How to prove the following inequality $x+y\ge2$

Question

Let $x$ and $y$ be two real positive integers, such that: $x+y+xy=3$ prove that $x+y\ge2$ I tried some simplifications like this one $x(1+y)=3-y$ and $y(1+x)=3-x$ and using the fact that both of $x$ and $y$ are positive may help us but I can't solve the problem.

Answer 1

By AM-GM $$3=x+y+xy\leq x+y+\left(\frac{x+y}{2}\right)^2,$$ which gives $$(x+y)^2+4(x+y)\geq12$$ or $$(x+y+2)^2\geq16$$ or $$x+y\geq2.$$

Answer 2

This identity needs no introduction: $$(x+y)^2=x^2 +y^2 + 2xy$$ By hypothesis: $$6=2x+2y+2xy$$ Subtracting: $$(x+y)^2 -6 = x^2 - 2x + y^2 -2y$$ Rearranging: $$(x+y)^2= (x-1)^2 + (y-1)^2 +4$$ Each term on the right hand side is non-negative, so $$(x+y)^2 \ge 4.$$ Since $x$ and $y$ are both positive: $$x+y\ge 2.$$

Answer 3

Given: $$x+y+xy=3$$ Its easy to see: $$x+y+xy+1=3+1$$ which gives, $$(1+x)(1+y)=4$$ where $(1+x),(1+y) > 0 $

Now applying AM-GM inequality: $$\frac{(1+x)+(1+y)}2 \ge \sqrt{(1+x)(1+y)} $$ which gives, $$\frac{2 + x +y}2 \ge \sqrt{4} $$ or $$x+y\geq2.$$

Answer 4

$x+y \geq 2$ doesn't need to be proved from your relation as both $x$ and $y$ are positive integers they are both greater or equal to one and thus the sum of the two must be greater or equal than two.
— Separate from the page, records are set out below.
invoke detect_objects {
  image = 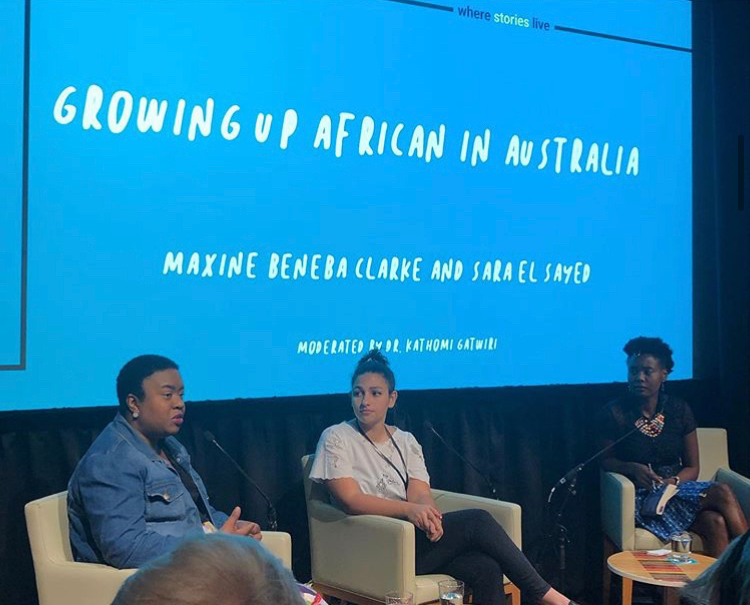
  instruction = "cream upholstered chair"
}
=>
[601,428,750,603]
[25,492,292,605]
[302,456,521,605]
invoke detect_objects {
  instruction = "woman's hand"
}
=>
[406,503,443,542]
[220,506,263,540]
[628,462,664,489]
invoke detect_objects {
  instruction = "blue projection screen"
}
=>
[0,0,692,410]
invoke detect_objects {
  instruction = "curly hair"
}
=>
[117,355,180,415]
[622,336,674,373]
[112,533,304,605]
[352,349,396,393]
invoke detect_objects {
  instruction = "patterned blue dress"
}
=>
[598,394,712,541]
[635,481,712,542]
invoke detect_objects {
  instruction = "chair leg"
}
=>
[602,535,617,605]
[503,582,521,605]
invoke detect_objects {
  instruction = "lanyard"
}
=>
[355,420,409,491]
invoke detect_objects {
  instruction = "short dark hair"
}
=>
[352,349,396,392]
[622,336,674,374]
[117,355,180,414]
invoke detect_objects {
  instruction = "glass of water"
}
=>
[669,531,693,563]
[438,580,464,605]
[385,590,414,605]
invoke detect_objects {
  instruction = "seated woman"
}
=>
[680,532,750,605]
[310,350,570,605]
[598,336,747,557]
[68,355,261,568]
[112,534,305,605]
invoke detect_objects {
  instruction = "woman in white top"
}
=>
[310,350,574,605]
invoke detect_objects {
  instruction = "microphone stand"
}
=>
[424,420,500,500]
[203,431,279,531]
[537,415,656,593]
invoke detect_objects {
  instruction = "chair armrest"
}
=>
[37,561,137,605]
[432,489,521,548]
[308,501,415,601]
[261,531,292,569]
[714,467,750,519]
[600,472,635,550]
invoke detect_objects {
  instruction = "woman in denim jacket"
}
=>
[68,355,261,568]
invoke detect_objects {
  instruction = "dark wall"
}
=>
[0,0,750,605]
[0,376,736,605]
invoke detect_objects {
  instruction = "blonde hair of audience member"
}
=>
[680,531,750,605]
[112,534,304,605]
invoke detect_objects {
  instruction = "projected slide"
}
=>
[0,0,692,410]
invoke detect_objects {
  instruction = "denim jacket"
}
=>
[68,413,227,569]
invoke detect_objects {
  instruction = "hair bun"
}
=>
[357,349,391,367]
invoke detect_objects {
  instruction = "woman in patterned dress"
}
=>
[310,350,571,605]
[598,336,748,557]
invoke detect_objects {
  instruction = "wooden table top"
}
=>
[607,550,716,588]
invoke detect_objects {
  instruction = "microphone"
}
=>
[423,420,500,500]
[547,414,656,504]
[203,431,279,531]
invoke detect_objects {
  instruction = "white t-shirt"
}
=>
[310,420,430,504]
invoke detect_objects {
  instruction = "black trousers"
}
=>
[416,509,550,605]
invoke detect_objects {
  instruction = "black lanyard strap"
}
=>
[356,420,409,492]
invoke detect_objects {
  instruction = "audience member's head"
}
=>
[112,533,304,605]
[682,531,750,605]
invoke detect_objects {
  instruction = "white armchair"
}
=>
[601,428,750,603]
[302,456,521,605]
[25,492,292,605]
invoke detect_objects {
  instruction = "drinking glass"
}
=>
[438,580,464,605]
[669,531,693,563]
[385,590,414,605]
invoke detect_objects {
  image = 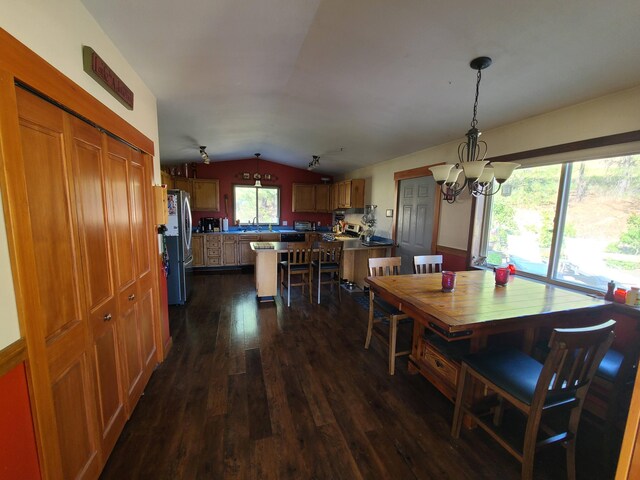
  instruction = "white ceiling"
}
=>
[82,0,640,173]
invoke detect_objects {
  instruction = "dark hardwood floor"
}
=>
[101,273,612,480]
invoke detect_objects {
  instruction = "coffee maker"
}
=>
[200,217,220,232]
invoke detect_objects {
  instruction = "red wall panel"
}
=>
[182,158,333,226]
[0,364,41,480]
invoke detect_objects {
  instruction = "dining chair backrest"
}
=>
[287,242,313,265]
[413,255,442,273]
[532,320,616,408]
[318,241,344,265]
[369,257,402,277]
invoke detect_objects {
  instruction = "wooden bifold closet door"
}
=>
[16,88,156,479]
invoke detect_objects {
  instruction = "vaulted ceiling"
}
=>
[83,0,640,173]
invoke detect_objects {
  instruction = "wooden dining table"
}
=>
[366,270,609,400]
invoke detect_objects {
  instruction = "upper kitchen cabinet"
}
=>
[191,179,220,212]
[291,183,331,213]
[331,178,364,210]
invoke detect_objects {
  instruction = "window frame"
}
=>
[469,130,640,293]
[232,183,282,225]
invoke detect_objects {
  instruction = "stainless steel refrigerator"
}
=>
[165,190,193,305]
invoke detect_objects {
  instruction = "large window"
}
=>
[233,185,280,225]
[482,154,640,290]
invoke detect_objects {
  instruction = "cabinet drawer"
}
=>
[206,255,222,267]
[204,234,222,245]
[418,339,460,387]
[240,235,260,243]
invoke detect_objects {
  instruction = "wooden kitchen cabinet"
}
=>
[191,178,220,212]
[332,178,365,209]
[291,183,331,213]
[191,233,206,267]
[221,234,238,265]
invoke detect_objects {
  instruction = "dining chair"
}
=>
[413,255,442,273]
[364,257,411,375]
[280,242,312,307]
[311,241,343,304]
[451,320,616,480]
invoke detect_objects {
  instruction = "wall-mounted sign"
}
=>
[82,45,133,110]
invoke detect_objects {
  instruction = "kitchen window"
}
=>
[233,185,280,225]
[481,152,640,291]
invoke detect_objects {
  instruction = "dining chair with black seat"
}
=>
[364,257,411,375]
[280,242,313,307]
[311,241,343,304]
[413,255,442,274]
[451,320,616,480]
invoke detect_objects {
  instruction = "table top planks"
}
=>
[367,270,608,333]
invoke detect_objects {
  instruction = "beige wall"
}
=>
[345,86,640,250]
[0,0,160,349]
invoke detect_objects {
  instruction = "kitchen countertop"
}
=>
[251,239,393,253]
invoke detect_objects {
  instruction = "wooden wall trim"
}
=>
[0,28,155,155]
[487,130,640,162]
[0,338,27,376]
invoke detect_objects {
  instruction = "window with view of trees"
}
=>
[233,185,280,225]
[482,154,640,290]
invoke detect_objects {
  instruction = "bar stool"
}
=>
[413,255,442,273]
[311,241,343,305]
[280,242,312,307]
[451,320,616,480]
[364,257,411,375]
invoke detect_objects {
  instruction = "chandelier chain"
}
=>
[471,69,482,128]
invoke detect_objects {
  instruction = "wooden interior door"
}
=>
[129,150,156,376]
[16,89,101,478]
[104,137,143,414]
[68,116,126,458]
[396,176,436,274]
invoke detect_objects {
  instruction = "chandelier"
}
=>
[429,57,520,203]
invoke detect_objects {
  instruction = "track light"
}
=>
[307,155,320,170]
[200,146,211,165]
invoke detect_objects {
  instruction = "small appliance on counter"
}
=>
[293,220,316,232]
[200,217,220,233]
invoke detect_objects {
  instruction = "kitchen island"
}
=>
[251,239,392,301]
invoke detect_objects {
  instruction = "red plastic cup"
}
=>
[496,267,510,287]
[442,270,456,293]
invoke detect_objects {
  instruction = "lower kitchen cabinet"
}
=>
[191,233,205,267]
[238,235,260,265]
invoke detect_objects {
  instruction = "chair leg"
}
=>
[389,315,398,375]
[451,363,471,438]
[364,289,374,348]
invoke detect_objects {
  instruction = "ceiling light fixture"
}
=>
[307,155,320,170]
[253,153,262,188]
[429,57,520,203]
[200,146,211,165]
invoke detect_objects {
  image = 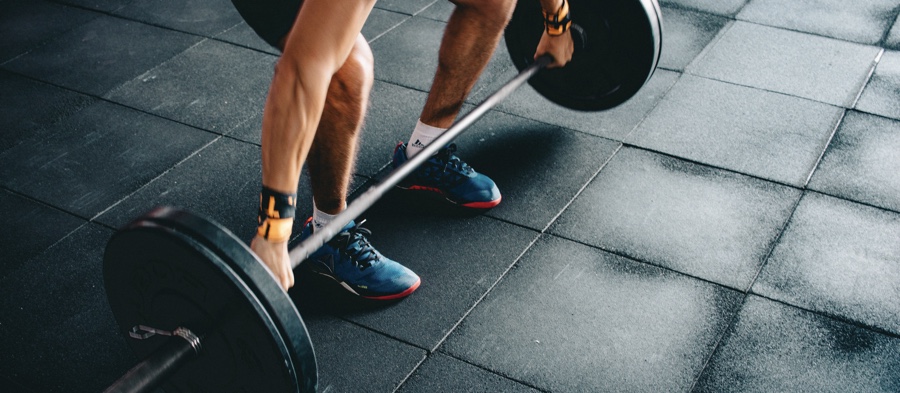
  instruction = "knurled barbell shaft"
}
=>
[103,334,200,393]
[290,55,553,269]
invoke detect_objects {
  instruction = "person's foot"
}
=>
[300,218,422,300]
[393,142,501,209]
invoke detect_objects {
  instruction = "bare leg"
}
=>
[250,0,375,289]
[306,35,374,214]
[419,0,516,128]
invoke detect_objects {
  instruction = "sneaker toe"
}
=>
[366,257,422,299]
[452,174,501,208]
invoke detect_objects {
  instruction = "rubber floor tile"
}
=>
[884,15,900,50]
[856,51,900,120]
[306,316,425,392]
[106,40,277,133]
[626,75,843,187]
[660,0,748,16]
[737,0,898,45]
[398,353,539,393]
[98,138,268,242]
[3,16,201,96]
[0,102,214,218]
[753,192,900,334]
[687,21,880,107]
[441,237,742,392]
[550,148,800,290]
[0,0,100,63]
[362,7,410,43]
[492,68,680,141]
[458,112,620,231]
[693,296,900,392]
[0,224,137,392]
[312,202,537,349]
[215,21,281,56]
[809,112,900,212]
[0,71,95,153]
[0,190,85,279]
[659,7,728,71]
[114,0,243,37]
[417,0,454,22]
[55,0,138,12]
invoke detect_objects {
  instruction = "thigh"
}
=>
[231,0,303,50]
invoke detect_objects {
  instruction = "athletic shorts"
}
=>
[231,0,303,49]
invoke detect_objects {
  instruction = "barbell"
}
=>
[103,0,662,392]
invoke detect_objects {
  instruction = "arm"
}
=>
[534,0,574,68]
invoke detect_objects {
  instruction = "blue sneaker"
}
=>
[300,217,422,300]
[393,142,501,209]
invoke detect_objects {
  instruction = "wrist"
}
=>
[541,0,572,36]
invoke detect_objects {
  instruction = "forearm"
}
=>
[262,0,374,193]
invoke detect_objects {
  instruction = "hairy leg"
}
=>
[306,35,374,214]
[250,0,375,289]
[419,0,512,128]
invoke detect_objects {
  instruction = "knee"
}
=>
[450,0,512,26]
[334,35,375,94]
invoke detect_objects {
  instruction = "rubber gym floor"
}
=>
[0,0,900,392]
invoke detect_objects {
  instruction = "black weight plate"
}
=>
[103,208,317,392]
[505,0,662,111]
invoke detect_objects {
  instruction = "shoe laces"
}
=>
[435,143,472,174]
[328,220,379,270]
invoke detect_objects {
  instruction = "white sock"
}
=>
[406,120,447,158]
[313,201,337,232]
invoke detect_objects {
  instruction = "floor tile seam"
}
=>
[684,18,735,74]
[404,350,550,393]
[847,104,900,122]
[849,48,885,109]
[623,142,806,191]
[428,230,543,353]
[620,70,684,144]
[540,142,624,235]
[92,7,246,45]
[90,135,223,223]
[747,291,900,340]
[743,190,806,296]
[684,70,865,109]
[802,109,849,190]
[659,0,748,20]
[475,105,632,143]
[0,4,107,66]
[100,36,210,99]
[412,0,446,17]
[803,188,900,215]
[360,13,415,45]
[688,293,749,392]
[734,17,890,48]
[542,232,746,294]
[878,4,900,48]
[0,185,91,223]
[332,314,429,354]
[391,351,431,393]
[0,186,96,254]
[3,66,232,144]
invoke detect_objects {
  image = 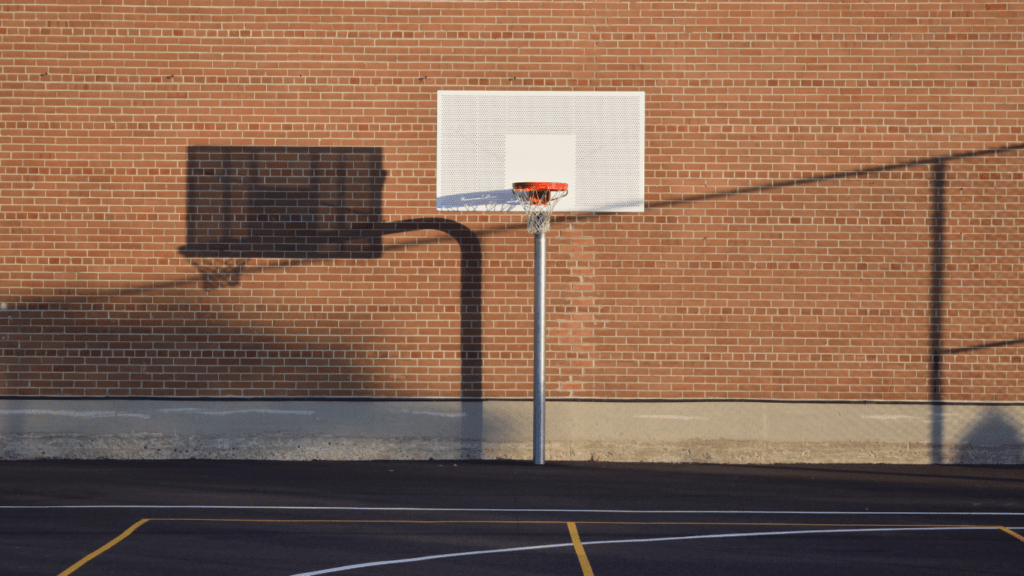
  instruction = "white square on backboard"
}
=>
[504,134,575,210]
[436,90,644,212]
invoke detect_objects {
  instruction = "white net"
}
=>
[512,182,569,234]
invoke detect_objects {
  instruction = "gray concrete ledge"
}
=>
[0,399,1024,464]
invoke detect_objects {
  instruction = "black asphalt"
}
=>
[0,460,1024,576]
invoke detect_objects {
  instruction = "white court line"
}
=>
[293,526,1018,576]
[0,504,1024,517]
[295,542,572,576]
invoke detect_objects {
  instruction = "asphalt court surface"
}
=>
[0,460,1024,576]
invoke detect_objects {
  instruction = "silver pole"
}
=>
[534,227,547,465]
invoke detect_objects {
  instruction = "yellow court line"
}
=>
[999,526,1024,542]
[566,522,594,576]
[57,518,150,576]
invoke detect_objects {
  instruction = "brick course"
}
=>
[0,0,1024,402]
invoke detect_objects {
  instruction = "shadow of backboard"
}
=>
[178,146,386,265]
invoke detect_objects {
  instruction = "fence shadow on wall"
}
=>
[622,143,1024,463]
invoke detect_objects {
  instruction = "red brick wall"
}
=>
[0,0,1024,402]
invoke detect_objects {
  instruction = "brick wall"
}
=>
[0,0,1024,402]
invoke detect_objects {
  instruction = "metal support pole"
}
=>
[534,232,547,465]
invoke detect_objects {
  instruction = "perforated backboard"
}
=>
[437,90,644,212]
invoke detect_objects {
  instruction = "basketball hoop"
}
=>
[512,182,569,234]
[188,256,249,292]
[512,182,569,465]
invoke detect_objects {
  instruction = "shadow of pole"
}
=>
[928,160,946,464]
[375,217,483,458]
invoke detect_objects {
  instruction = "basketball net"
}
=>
[512,182,569,234]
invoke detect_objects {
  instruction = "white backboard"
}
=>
[437,90,644,212]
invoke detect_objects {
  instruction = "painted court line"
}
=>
[999,526,1024,542]
[58,518,150,576]
[293,526,996,576]
[566,522,594,576]
[58,518,1024,576]
[6,504,1024,517]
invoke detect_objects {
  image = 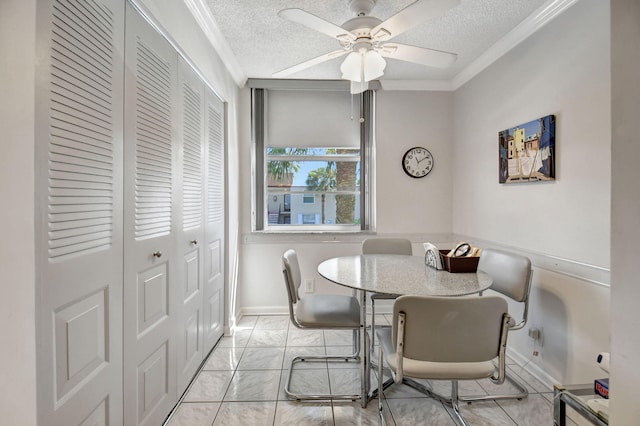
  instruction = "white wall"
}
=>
[0,0,37,426]
[611,0,640,425]
[452,0,611,383]
[238,89,452,313]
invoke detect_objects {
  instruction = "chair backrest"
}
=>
[478,249,531,329]
[478,249,531,302]
[362,238,413,256]
[282,249,302,308]
[393,296,509,362]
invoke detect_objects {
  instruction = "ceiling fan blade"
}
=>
[377,43,458,68]
[278,9,356,41]
[371,0,460,41]
[273,50,349,78]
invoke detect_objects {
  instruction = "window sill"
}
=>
[242,230,376,244]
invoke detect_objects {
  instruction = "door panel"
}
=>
[204,90,225,352]
[35,0,124,425]
[123,4,178,425]
[176,58,204,395]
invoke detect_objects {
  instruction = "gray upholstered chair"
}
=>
[376,296,510,425]
[460,248,532,402]
[362,238,413,353]
[282,250,362,400]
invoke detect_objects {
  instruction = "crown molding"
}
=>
[183,0,579,91]
[380,80,455,92]
[451,0,579,90]
[183,0,247,87]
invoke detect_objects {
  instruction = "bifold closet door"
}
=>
[175,57,205,395]
[204,90,226,352]
[34,0,124,426]
[123,4,179,426]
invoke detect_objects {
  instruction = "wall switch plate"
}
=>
[304,279,314,293]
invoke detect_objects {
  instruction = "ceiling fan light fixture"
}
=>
[340,50,387,82]
[363,50,387,81]
[340,52,362,81]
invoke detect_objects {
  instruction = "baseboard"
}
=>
[508,348,561,390]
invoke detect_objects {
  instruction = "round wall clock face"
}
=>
[402,146,433,178]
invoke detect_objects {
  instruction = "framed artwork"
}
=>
[498,115,556,183]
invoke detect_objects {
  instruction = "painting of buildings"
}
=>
[498,115,556,183]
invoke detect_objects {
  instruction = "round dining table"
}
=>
[318,254,493,408]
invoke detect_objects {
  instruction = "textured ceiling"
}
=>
[202,0,551,80]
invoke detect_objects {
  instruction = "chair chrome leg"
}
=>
[370,297,376,353]
[378,342,387,426]
[284,330,362,401]
[451,380,467,426]
[460,374,529,403]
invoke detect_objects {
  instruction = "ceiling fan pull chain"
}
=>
[349,93,354,121]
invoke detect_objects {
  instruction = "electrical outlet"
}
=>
[529,327,541,340]
[304,278,314,293]
[529,326,544,348]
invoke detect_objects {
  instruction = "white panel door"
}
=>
[33,0,124,425]
[204,90,225,352]
[123,4,178,426]
[175,57,205,395]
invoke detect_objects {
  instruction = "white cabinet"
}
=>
[35,0,225,425]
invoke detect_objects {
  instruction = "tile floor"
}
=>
[168,315,586,426]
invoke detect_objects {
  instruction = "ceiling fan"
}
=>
[273,0,460,93]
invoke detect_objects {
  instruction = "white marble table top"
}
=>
[318,254,493,296]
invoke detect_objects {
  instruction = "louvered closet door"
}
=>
[34,0,124,426]
[124,4,178,426]
[176,58,204,395]
[204,90,225,352]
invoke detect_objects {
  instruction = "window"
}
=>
[252,84,373,232]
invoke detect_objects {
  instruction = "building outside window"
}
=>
[252,85,373,232]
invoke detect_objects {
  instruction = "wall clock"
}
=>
[402,146,433,179]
The fact that $4 = (1+x)(1+y)$ also implies that $x=y=1$

Answer 5

We can also take a geometrical interpretation. The equation $ \ x + y + xy = 3 \ $ describes a translated rectangular hyperbola, of which we are only interested in the portion in the first quadrant. We can rotate the curve to place its focal axis on a "horizontal" axis using the coordinate substitution $ \ x \ = \ \frac{\sqrt2}{2}·(u + v) \ , \ y \ = \ \frac{\sqrt2}{2}·(u - v) \ \ ; $ this produces $$ \frac{\sqrt2}{2}·(u + v + u - v) \ + \ \frac12·(u + v)·(u - v) \ \ = \ \ 3 \ \ \Rightarrow \ \ \sqrt2·u \ + \ \frac12·(u^2 - v^2) \ = \ 3 $$ $$ \Rightarrow \ \ \frac{u^2 \ + \ 2\sqrt2·u \ + \ 1}{2} \ - \ \frac{v^2}{2} \ \ = \ \ 3 \ + \ 1 \ \ \Rightarrow \ \ \frac{(u \ + \ \sqrt2)^2 }{2} \ - \ \frac{v^2}{2} \ \ = \ \ 4 \ \ . $$ The vertices of the hyperbola lie on the $ \ u-$axis $ \ ( \ v = 0 \ ) \ $ at $ \ (u \ + \ \sqrt2)^2 \ = \ 2·4 \ \Rightarrow \ u + \sqrt2 \ = \ \pm \ 2\sqrt2 \ \ . $ We want the vertex with positive $ \ u-$coordinate, which is then found on the line $$ x + y \ \ = \ \ \frac{\sqrt2}{2}·(u + v + u - v) \ \ = \ \ \sqrt2·u \ \ = \ \ \sqrt2·\sqrt2 \ \ = \ \ 2 \ \ . $$ All other points on the "positive branch" of the hyperbola lie at this value or larger values of $ \ u \ \ , $ so we have $ \ \sqrt2·u \ \ = \ \ x + y \ \ \ge \ \ 2 \ \ . $

The restriction to positive integers is actually excessive. Since the intercepts of the positive branch are $ \ (0 \ , \ 3) \ $ and $ \ (3 \ , \ 0) \ \ , $ the only permissible values for $ \ x \ $ would be $ \ 1 \ $ and $ \ 2 \ \ . $ We find $$ 1 \ + \ y \ + \ 1·y \ \ = \ \ 3 \ \ \Rightarrow \ \ y \ = \ 1 \ \ \ \text{and} \ \ \ 2 \ + \ y \ + \ 2·y \ \ = \ \ 3 \ \ \Rightarrow \ \ y \ = \ \frac13 \ \ . $$

So the sole positive integer solution $ \ (1 \ , \ 1) \ $ gives us $ \ x + y \ = \ 2 \ \ , $ thereby "demonstrating" the inequality.